Court of Civil Appeals of Texas, San Antonio
Nov 16, 1949
225 S.W.2d 457 (Tex. Civ. App. 1949)

Opinion

Rehearing Denied December 14, 1949.

George Eby, Jr., and Post Produce Company brought action against United States Fidelity & Guaranty Company as surety upon a bond prescribed by the Commissioner of Agriculture and submitted with principal's application for a license as a citrus fruit or vegetable dealer.

A judgment that plaintiffs take nothing against defendant was entered by the 93rd District Court, Hidalgo County, W. R. Blalock, J., and the plaintiffs appealed.

The Court of Civil Appeals, Norvell, J., affirmed the judgment on ground that bond had never become effective because no license was issued pursuant to the application.

Cox, Patterson & Freeland, McAllen, Hardin & Little, Edinburg, for appellants.

Taylor, Cox, Wagner & Adams, Brownsville, J. Russell Mount, Houston, for appellee.


NORVELL, Justice.

George Eby, Jr., and Post Produce Company have appealed from a judgment that they take nothing against United States Fidelity and Guaranty Company, the surety upon a bond prescribed by the Commissioner of Agriculture and submitted in accordance with the provisions of Article 1287-2, Vernon's Ann.Civ.Stats., which permits the giving of one surety bond to guarantee compliance by a licensed citrus fruit or vegetable dealer with the provisions of the Citrus Fruit Growers Act and the Agricultural Protective Act, H.B. 99, Acts 1937, 45th Leg., p. 464, Ch. 236, Article 118b, Vernon's Ann.Civ.Stats., Article 1700a-3, Vernon's Ann.Penal Code; H.B. 557, Acts 1937, 45th Leg., p. 926, Ch. 443, Article 1287-1, Vernon's Ann.Civ.Stats.

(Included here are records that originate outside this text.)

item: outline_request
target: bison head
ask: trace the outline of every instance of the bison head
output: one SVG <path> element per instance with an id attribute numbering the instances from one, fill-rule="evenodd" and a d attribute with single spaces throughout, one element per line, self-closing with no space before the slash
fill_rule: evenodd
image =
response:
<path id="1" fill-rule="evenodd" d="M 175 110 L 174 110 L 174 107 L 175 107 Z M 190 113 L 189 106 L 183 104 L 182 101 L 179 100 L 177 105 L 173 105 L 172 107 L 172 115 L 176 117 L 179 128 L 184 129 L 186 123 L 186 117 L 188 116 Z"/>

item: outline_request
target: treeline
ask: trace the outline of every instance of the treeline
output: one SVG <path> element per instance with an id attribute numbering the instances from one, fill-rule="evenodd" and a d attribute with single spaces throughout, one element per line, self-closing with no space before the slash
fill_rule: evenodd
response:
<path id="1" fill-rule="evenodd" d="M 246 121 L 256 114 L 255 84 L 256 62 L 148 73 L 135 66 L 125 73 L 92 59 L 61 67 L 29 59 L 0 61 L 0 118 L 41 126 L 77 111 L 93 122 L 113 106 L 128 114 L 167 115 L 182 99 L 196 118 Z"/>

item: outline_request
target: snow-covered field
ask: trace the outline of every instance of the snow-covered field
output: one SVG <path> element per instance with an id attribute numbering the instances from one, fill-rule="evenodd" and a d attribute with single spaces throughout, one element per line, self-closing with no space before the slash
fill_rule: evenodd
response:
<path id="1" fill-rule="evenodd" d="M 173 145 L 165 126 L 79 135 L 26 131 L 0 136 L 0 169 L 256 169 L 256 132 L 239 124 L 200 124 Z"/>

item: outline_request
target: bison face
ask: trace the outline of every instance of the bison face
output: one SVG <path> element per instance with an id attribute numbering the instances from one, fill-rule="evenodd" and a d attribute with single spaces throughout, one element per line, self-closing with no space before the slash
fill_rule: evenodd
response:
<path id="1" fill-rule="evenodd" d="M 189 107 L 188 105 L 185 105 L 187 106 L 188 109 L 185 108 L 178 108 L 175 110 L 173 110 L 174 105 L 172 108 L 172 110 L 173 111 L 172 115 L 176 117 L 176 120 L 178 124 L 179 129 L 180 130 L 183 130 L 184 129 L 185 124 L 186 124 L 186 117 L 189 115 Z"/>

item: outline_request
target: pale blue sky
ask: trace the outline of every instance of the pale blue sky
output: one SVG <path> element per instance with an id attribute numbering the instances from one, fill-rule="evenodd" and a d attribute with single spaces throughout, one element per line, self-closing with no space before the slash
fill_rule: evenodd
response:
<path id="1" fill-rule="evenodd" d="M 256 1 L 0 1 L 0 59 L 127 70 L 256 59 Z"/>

W. Massey was the principal named in the bond. The Commissioner of Agriculture never issued a license to Massey under either of the acts mentioned and the controlling question upon this appeal is whether or not the surety may be held for the default of a nonlicensed principal.

On February 16, 1948, W. Massey made application to the Commissioner of Agriculture for a license as a citrus fruit and vegetable dealer, in accordance with the provisions of the two acts of the Legislature above mentioned. Both acts provide for the filing of an application for a license, Article 118b, s 3; Art. 1287-1, s 4, which shall be accompanied by a bond. Art. 118b, s 4(b); Art. 1287-1, s 5.

The bond here sued upon was submitted with Massey's application for a license and endorsed as 'approved' by the Commissioner of Agriculture on the date of filing. This bond is described by its heading as 'Bond of Licensed Citrus Fruit And/Or Vegetable Dealer.'

Both acts here involved provide that under certain conditions an application for a license may be refused by the Commissioner. Art. 118b, s 4; Article 1287-1, s 6. Seemingly a larger field of discretion is left to the Commissioner under the Agricultural Protective Act than under the Citrus Fruit Growers Act. Massey's application was filed under both acts and would, consequently, have to meet the requirements specified in each of said enactments. However that may be, the Commissioner did not issue a license to Massey, but refused to do so, and the correctness of that ruling is not subject to question in this proceeding. At the time Massey purchased fruits and vegetables from both Eby and Post Produce Company (February 19, 25, 26 and 27, 1948) he had no license and was operating in violation of law. Art. 118b, s 2; Art. 1700a-3, P.C.; Art. 1287-1, ss 4, 7.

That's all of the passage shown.